A third class relates to so-called "plastic-bonded" compositions consisting basically of an organic binder and of an oxidizing inorganic filler such as, especially, an inorganic perchlorate. These compositions are a priori very advantageous because they have a high rate of burning and an excellent stability on aging.
Thus, Patent FR-A-2 137 619 or its equivalent U.S. Pat. No. 3,723,205 proposes compositions in which the binder is a polyvinyl chloride and in which the oxidizing filler is an ammonium perchlorate in the presence of sodium nitrate as internal chlorine-scavenger. Nevertheless, the use of a chlorine-containing binder in the presence of energetic filler is tricky to implement, especially where safety is concerned.
Plastic-bonded compositions consisting of a silicone binder capable of crosslinking at ambient temperature, also known by the name of "RTV" (Room Temperature Vulcanizable) binder and of potassium perchlorate were then proposed, the potassium atom acting as an internal chlorine-scavenger. Such compositions are, for example, described in Patents FR-A-2 190 776 and FR-B-2 213 254 or in their American equivalents U.S. Pat. Nos. 3,986,908 and 3,964,256.
More recently, plastic-bonded compositions consisting of a silicone binder of the RTV type and of fillers of the metal azide type or nitro compounds such as tetrazole have also been proposed in patent application WO94/06735.

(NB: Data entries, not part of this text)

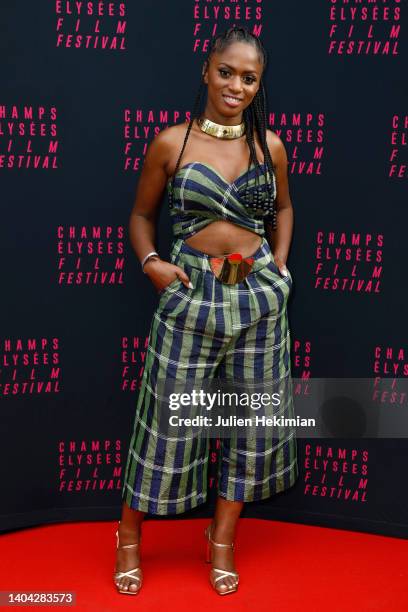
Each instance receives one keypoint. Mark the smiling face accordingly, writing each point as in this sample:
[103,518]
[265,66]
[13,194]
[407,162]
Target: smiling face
[233,78]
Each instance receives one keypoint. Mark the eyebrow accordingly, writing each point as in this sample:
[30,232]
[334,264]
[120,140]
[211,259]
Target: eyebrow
[232,68]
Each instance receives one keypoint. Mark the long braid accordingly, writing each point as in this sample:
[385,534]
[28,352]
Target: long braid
[254,117]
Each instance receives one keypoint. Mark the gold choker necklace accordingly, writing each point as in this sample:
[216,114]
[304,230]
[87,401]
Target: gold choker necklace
[221,131]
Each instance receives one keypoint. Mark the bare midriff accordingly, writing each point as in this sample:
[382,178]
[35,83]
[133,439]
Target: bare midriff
[221,238]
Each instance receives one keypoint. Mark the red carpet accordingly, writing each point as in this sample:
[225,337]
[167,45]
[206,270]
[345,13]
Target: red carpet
[283,567]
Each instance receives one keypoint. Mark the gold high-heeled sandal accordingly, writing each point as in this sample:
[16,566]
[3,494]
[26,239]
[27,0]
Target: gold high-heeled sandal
[216,570]
[118,575]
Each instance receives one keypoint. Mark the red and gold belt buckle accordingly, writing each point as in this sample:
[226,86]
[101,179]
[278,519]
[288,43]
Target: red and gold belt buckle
[232,268]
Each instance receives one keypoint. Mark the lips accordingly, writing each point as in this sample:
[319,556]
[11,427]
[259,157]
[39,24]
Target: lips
[232,100]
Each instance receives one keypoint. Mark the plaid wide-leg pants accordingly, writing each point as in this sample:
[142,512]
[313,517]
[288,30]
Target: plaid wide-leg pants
[212,330]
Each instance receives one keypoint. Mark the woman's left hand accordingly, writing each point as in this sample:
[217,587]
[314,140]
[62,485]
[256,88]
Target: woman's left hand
[282,266]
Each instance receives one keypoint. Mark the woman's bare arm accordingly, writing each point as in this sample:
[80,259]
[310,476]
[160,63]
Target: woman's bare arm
[280,239]
[145,213]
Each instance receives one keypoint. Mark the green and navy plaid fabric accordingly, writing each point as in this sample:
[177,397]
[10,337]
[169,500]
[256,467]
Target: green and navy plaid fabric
[202,195]
[211,330]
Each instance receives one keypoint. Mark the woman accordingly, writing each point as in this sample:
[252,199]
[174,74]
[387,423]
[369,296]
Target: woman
[217,314]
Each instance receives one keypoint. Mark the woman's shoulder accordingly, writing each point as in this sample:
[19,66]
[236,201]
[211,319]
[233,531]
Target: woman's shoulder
[275,145]
[171,137]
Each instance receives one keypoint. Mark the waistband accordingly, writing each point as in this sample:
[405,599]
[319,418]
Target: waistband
[181,251]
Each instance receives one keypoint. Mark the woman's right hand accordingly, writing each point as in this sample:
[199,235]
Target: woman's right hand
[162,273]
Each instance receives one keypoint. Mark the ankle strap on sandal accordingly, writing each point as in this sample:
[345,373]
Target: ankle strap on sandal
[221,545]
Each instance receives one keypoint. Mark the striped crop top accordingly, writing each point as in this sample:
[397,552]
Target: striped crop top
[201,195]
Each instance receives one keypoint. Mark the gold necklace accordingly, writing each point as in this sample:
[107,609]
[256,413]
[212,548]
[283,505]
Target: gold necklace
[227,132]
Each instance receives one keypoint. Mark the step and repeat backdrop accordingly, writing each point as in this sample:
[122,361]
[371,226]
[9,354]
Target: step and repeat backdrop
[85,86]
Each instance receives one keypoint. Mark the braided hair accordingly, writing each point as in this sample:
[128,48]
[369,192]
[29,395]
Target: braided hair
[254,117]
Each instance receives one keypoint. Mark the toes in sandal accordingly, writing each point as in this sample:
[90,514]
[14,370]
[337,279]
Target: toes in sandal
[222,573]
[133,574]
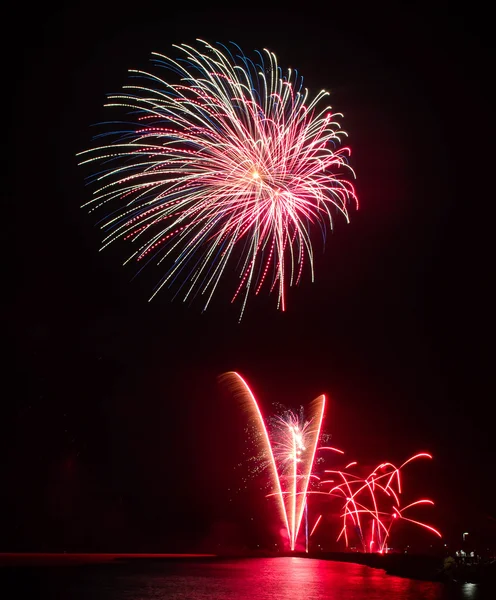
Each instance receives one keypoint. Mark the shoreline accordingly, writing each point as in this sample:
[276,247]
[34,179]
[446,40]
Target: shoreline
[411,566]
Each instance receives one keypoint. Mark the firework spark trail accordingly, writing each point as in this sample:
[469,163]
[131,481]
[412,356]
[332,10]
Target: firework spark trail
[233,163]
[291,452]
[364,495]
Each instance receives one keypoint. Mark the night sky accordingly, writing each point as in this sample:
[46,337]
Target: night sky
[114,432]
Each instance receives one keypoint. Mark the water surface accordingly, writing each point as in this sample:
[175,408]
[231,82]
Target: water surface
[215,579]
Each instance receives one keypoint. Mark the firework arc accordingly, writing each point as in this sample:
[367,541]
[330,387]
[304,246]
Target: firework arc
[233,162]
[290,452]
[370,500]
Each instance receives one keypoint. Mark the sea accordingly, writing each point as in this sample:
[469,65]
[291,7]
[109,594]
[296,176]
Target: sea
[208,578]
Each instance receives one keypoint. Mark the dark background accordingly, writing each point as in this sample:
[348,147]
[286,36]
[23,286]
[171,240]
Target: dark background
[114,432]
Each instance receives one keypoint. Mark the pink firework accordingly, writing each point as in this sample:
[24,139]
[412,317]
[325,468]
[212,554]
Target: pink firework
[232,163]
[290,449]
[371,504]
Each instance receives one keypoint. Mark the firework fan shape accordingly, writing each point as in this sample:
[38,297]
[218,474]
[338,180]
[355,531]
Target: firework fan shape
[233,164]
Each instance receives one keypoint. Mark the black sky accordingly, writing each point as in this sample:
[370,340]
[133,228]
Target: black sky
[114,432]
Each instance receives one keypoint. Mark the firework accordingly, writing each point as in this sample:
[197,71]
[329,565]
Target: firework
[289,451]
[287,444]
[231,163]
[371,504]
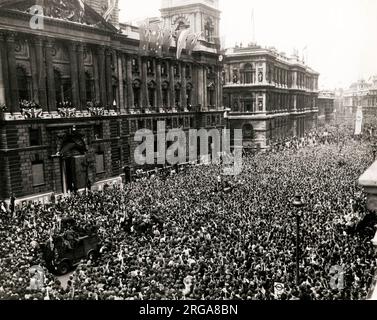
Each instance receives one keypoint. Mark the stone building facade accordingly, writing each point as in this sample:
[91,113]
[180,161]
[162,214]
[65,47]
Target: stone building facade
[268,95]
[73,94]
[361,94]
[326,108]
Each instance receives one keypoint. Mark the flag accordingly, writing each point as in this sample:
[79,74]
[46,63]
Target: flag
[110,9]
[359,121]
[181,41]
[144,38]
[192,40]
[167,37]
[154,37]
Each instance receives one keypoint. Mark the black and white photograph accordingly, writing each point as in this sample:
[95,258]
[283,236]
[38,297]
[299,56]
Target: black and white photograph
[188,150]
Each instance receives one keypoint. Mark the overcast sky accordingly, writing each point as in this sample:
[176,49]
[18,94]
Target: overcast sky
[341,35]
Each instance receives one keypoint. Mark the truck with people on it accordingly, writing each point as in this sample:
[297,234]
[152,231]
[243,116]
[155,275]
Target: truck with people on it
[63,252]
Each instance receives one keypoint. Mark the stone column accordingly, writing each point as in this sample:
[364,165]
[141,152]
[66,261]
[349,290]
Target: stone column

The use of plastic-bonded compositions with a silicone binder is actually very advantageous in the field of motor vehicle safety, insofar as the silicone matrix, when burning, produces a glassy residue which ensures a first filtration of the combustion gases. Nevertheless, compositions of this type have the disadvantage of being tricky to use if the intention is to employ continuous manufacturing processes making use of an extrusion stage, because of the poor mechanical strength of uncrosslinked silicone binders.

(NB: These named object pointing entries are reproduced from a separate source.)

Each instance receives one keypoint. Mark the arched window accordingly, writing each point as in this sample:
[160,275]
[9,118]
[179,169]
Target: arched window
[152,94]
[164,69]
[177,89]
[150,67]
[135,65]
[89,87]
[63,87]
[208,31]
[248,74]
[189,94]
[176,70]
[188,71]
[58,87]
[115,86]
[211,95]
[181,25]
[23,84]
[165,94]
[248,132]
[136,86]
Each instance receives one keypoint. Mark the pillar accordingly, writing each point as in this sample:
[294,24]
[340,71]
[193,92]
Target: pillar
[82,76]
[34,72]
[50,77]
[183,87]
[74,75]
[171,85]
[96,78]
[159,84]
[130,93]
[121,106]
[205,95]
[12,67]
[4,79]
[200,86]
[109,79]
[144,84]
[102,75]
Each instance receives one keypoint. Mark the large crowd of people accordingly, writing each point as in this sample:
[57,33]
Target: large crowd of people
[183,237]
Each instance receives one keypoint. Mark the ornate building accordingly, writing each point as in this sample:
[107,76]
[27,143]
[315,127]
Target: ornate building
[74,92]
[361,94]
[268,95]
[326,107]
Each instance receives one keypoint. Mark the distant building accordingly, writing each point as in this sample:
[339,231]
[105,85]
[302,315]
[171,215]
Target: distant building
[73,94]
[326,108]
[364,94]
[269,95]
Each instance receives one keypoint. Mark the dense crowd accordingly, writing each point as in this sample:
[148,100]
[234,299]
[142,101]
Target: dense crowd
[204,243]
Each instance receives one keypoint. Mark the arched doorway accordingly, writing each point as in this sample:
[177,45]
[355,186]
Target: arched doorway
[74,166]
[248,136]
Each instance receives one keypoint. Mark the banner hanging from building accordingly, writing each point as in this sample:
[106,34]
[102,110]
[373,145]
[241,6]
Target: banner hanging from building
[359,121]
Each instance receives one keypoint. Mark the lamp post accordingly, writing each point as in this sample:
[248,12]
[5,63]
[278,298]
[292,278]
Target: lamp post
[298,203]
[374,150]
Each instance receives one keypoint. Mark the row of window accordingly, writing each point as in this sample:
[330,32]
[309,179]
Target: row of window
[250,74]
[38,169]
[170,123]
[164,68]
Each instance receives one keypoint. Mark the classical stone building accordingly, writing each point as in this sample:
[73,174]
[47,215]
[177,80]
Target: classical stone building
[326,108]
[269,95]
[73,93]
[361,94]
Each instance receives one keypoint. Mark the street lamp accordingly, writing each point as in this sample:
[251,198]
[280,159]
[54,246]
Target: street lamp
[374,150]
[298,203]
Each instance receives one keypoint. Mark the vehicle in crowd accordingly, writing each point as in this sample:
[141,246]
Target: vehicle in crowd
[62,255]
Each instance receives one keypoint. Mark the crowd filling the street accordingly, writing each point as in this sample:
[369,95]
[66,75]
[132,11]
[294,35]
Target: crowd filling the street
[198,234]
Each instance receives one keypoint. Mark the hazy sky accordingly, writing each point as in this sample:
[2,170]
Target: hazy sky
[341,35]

From the teaching of Patent U.S. Pat. No. 3,367,816 it is known to extrude continuously an uncrosslinked silicone resin dough to ensure the internal coating of continuously manufactured pipes. However, at the present time it is not known to extrude continuously objects with an uncrosslinked silicone matrix which has a form and dimensions that are fully defined and stable, so as to be capable of being subsequently crosslinked without any change in the geometrical parameters.
At the present time the pyrotechnic compositions with a silicone binder are therefore employed in the form of granulates and not in the form of a single-block charge that has a shape and dimensions which are fully defined, because such charges cannot be obtained by continuous processes but only by noncontinuous processes for forming and curing in a mould, which are prohibitively expensive for the motor vehicle industry.
To ensure the reliability of the operation of the pyrotechnic generator which is subjected to many mechanical stresses, however, it is clearly preferable that it should contain a charge of pyrotechnic composition in the form of a block whose geometry is relatively insensitive to mechanical stresses and especially to repeated vibrations, rather than a bulk granulate charge.
The person skilled in the art is therefore searching for a continuous process which would enable him or her to obtain plastic-bonded pyrotechnic charges with a silicone binder which have a defined and reliable geometry, especially in the case where the said charge must have small thicknesses to be burnt.